We begonnen aan een nieuwe les. Les animaux. De dieren.
Juf had ons een opdracht meegegeven: “Neem een dier in gedachten en beschrijf het voor je medeleerlingen. Maar wel zo dat ze het niet gelijk raden.”
Dat is dan niet tegen dovemansoren gezegd. De meest wonderlijke beschrijvingen passeerden de revue.
wandelende takEen leerling beschreef een klein dier dat bladeren at en dat je niet kunt zien als het aan een tak hangt vanwege zijn schutkleur. Waarop iemand anders (die het kennelijk niet helemaal goed had verstaan) riep: “Een zebra!”
Hilariteit alom. Het bleek een wandelende tak te zijn.
Het franse woord daarvoor staat bij het plaatje: dat wist ook niemand. Gelukkig hebben we een woordenboek.

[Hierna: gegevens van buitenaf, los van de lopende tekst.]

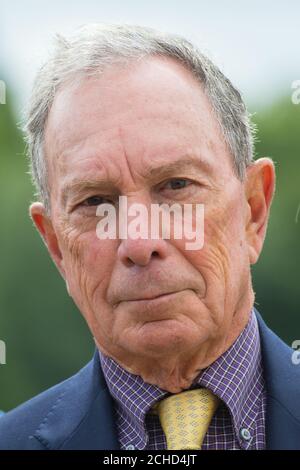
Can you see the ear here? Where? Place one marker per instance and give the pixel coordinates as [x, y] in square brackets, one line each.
[44, 225]
[259, 187]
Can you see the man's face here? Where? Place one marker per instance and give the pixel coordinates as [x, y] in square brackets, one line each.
[148, 132]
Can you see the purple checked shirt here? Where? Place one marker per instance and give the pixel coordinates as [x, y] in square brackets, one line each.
[236, 378]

Een andere leerling maakte het ons wel heel moeilijk. Wij hadden al twintig dieren genoemd, zoals muis, parkiet, ara, papagaai (wel een goeie oefening trouwens), maar het bleek een beest met een roepnaam te zijn: “Tweety”.

Fluitspelers?

Fluitspelers?

Mijn dier was een cavia. “Qui sonne comme une petite flute.” ( die klinkt als een klein fluitje, dat doen cavia’s ).
Het werd pas helemaal aan het eind geraden.
De anderen konden namelijk geen dier bedenken dat op een klein fluitje blies.
Had ik het nou niet goed uitgelegd?
Of lag het toch nog aan de Engelse week….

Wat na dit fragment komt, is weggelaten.